More on that story shortly. In other news:

  • The Ukrainian military says it has seized the village of Andriivka in the partially occupied Donetsk region. The battle around Bakhmut in eastern Ukraine caused Russian forces “significant losses in manpower and equipment”, the Ukrainian armed forces’ general staff said on Facebook. It also had “partial success in the area of Klishchiivka”, it said, while Russian forces were continuing to try to break through Ukrainian defences in the Bohdanivka area.

  • A Russian drone attack in western Ukraine was an attempt to target warplanes used this week to attack Russian-occupied Crimea, Ukrainian air force colonel Yuriy Ihnat has said. Russia fired 17 drones overnight on Thursday at the central Khmelnytskyi region that is home to the Starokostiantyniv airbase, Ukraine’s air force said. Debris damaged 12 homes and shattered windows in a school but no one was hurt, regional official Serhiy Tiurin said.

  • Volodymyr Zelenskiy will visit Washington next week and meet the US president, Joe Biden, the White House confirmed on Friday. The Ukrainian president will also hold meetings at the US Congress as it debates providing as much as $21bn in military and humanitarian aid to Ukraine. Zelenskiy’s second wartime trip to Washington will come after meetings with other world leaders at the UN general assembly in New York.

A damaged Russian ship following a Ukrainian missile attack on Sevastopol, Crimea, on Wednesday
A damaged Russian ship following a Ukrainian missile attack on Sevastopol, Crimea, on Wednesday. Photograph: Social media/Reuters
  • A Ukrainian sea drone damaged the “Samum” small Russian missile ship in an attack at the entrance to occupied Crimea’s Sevastopol Bay and the vessel had to be towed away for repairs, a Ukrainian intelligence source said on Friday. Russia’s defence ministry said the previous day that it repelled an attack on the Samum in the Black Sea, during which it destroyed a naval drone.

  • The European Union said on Friday it was ending an import ban on Ukrainian grain in five member states but Poland, Hungary and Slovakia immediately announced they would defy the move. The EU’s decision had been taken after Kyiv agreed to introduce measures such as an export licensing system within 30 days to “avoid grain surges”, the European Commission said.

  • Tens of thousands of Jewish pilgrims gathered in the Ukrainian city of Uman on Friday to mark the Rosh Hashanah religious festival, despite warnings not to travel due to Russia’s invasion. Security was tightened ahead of this year’s gathering, as Ukrainian officials urged pilgrims to follow warnings. “At present, about 32,000 pilgrims have already arrived in Uman,” said Iryna Rybnytska from the Historical Cultural Centre of Uman.

Ultra-Orthodox Jewish pilgrims dance ahead of Rosh Hashanah in Uman, central Ukraine, on Friday
Ultra-Orthodox Jewish pilgrims dance ahead of Rosh Hashanah in Uman, central Ukraine, on Friday.
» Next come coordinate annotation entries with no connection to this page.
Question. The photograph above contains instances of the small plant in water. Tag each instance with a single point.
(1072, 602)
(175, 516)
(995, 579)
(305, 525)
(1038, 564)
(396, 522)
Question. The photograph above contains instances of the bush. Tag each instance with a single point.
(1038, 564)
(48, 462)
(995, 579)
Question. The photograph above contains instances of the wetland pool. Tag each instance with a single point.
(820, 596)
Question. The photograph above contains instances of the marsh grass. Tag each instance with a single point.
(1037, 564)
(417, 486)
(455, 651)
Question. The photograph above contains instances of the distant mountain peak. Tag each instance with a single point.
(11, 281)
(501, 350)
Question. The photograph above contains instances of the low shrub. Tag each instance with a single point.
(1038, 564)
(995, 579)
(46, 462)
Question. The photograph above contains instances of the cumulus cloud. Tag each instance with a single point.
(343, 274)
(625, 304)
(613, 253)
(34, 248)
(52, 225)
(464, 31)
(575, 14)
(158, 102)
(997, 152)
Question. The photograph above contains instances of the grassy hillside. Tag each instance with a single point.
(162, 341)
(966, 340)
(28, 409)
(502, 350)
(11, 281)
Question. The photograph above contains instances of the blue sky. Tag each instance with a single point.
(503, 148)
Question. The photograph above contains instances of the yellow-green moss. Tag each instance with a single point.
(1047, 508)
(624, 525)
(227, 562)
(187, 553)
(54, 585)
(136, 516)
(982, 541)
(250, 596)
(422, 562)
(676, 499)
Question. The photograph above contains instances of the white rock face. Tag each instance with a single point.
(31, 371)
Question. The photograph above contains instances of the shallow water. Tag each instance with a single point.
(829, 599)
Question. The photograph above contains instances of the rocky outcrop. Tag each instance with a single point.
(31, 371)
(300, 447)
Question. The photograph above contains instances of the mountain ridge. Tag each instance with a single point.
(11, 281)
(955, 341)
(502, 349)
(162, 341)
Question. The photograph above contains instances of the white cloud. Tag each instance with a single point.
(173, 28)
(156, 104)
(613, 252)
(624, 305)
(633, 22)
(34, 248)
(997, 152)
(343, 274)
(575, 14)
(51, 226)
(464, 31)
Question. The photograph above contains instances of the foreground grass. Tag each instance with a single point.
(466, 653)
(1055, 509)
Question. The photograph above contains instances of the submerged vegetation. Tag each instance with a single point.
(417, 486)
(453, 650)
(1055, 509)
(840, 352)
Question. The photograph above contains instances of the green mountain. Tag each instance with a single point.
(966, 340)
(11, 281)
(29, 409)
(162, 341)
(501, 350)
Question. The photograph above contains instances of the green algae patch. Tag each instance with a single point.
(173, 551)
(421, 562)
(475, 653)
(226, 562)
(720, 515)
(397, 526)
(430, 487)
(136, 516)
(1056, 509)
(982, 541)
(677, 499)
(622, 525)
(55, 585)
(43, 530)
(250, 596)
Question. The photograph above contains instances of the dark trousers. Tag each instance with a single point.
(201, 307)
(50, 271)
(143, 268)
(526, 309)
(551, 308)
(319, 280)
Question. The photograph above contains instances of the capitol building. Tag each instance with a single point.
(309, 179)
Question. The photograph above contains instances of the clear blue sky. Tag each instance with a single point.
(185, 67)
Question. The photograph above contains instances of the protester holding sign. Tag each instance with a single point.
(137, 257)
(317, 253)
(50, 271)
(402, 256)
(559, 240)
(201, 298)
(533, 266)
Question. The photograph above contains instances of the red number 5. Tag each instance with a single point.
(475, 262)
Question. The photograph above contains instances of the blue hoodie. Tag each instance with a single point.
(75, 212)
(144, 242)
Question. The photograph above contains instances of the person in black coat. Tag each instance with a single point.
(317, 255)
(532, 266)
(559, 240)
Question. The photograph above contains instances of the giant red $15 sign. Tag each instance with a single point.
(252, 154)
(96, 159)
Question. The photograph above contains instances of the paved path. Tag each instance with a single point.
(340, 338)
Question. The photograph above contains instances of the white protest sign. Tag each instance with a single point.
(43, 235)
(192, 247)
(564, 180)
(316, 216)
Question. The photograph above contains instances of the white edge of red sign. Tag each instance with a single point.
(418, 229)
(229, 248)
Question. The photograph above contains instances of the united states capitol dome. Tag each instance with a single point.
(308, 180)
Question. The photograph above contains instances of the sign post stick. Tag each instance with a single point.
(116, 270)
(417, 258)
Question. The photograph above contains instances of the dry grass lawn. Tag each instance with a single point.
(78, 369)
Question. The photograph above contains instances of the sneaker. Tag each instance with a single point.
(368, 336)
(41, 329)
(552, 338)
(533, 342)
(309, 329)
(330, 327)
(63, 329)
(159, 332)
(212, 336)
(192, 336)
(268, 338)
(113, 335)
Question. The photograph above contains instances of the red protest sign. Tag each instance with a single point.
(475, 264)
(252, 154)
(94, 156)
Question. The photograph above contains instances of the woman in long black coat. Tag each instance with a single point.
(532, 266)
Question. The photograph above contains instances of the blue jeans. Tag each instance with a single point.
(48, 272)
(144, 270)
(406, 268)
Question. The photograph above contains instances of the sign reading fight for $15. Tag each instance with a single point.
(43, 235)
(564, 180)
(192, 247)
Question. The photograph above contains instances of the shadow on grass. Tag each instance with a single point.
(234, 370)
Photograph: Oleg Petrasyuk/EPA
  • A Ukrainian court has ordered a former government minister to be detained for 60 days with no option of bail on suspicion of espousing pro-Russia sentiments and committing treason. Nestor Shufrych is accused of maintaining contacts with a fugitive Ukrainian parliamentarian suspected by investigators to have worked for Russian security services and of abetting plans to encourage pro-Moscow separatism in eastern Ukraine. “This is what the authorities need,” Shufrych said in a video issued by Public Suspilne Television as court officials led him away on Friday.

  • A leading Russian general has resurfaced in Algeria after disappearing from public view following the Wagner mercenary group’s attempted mutiny in June. Nicknamed “Gen Armageddon”, Sergei Surovikin was removed from his post as commander of Russia’s aerospace force in August, two months after the mercenary group sought to topple Russia’s military command.

  • Satellite images appear to show the dismantling of a Wagner militia base south-east of the Belarusian capital, Minsk. The images of activity in recent weeks showed tents being taken down at the Tsel military base in Mogilev region, and may indicate the winding down of the Russian mercenary company’s presence in the country after the brief mutiny in Russia.